Le bloc-notes politique de Daniel Philippot Conseiller Régional "Les Patriotes" - Hauts-de-France

Trop, c'est trop !

Trop, c'est trop !

Le Canard enchaîné du 5 avril nous apprend que des soupçons d’emplois fictifs se retrouvent au cœur d’une enquête préliminaire ouverte par le parquet de Lille à l’encontre du Front National.

L'enquête a été ouverte suite à une lettre anonyme reçue fin novembre 2015 par le juge d'instruction de Paris qui l'a transmise à celui de Lille pour compétence par l'intermédiaire de son parquet.

« Le service d'enquête a été saisi en janvier 2016. Ce n'est qu'à l'issue de cette enquête que le parquet décidera d'engager des poursuites, d'ouvrir une information ou de classer sans suite. »

Selon Le Canard Enchainé, les magistrats soupçonnent Marine Le Pen « d'avoir préparé la campagne présidentielle de 2012 depuis le conseil régional, en utilisant les moyens humains et matériels de la collectivité ».

Même si pour l’instant, aucun juge n’est saisi, les médias s’empressent de relayer l’information dans chacun de leurs bulletins. Sans la moindre précaution oratoire, sans le moindre respect de la déontologie qu’ils ont jetée aux orties depuis belle lurette.

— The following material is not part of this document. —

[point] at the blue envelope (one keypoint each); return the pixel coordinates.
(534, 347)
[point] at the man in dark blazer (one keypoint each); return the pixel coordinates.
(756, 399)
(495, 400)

Ainsi, ce jour à 14 H, RMC répète une énième fois la même nouvelle :

« David Rachline reconnaît avoir été salarié 3 mois par le conseil régional Nord Pas-de-Calais. Il confirme ainsi les révélations du Canard Enchaîné ». Sous-entendu le soupçon d’emplois fictifs…

A aucun moment, le journaleux de service ne mentionne que circule sur les réseaux sociaux une vidéo d’une séance du conseil régional sur laquelle apparaît clairement David Rachline.

A aucun moment, le journaleux de service ne fait état du démenti du principal mis en cause.

A aucun moment, le journaleux de service ne rend compte des déclarations faites la veille dans la Voix du Nord par Daniel Percheron (PS) et Pierre de Saintignon (PS) :

« Pierre de Saintignon, vice-président PS à la région Nord-Pas-de-Calais avant 2016, a dit n’avoir « aucune information » sur ces soupçons d’emplois fictifs. « Je n’en ai jamais entendu parler », nous a-t-il dit.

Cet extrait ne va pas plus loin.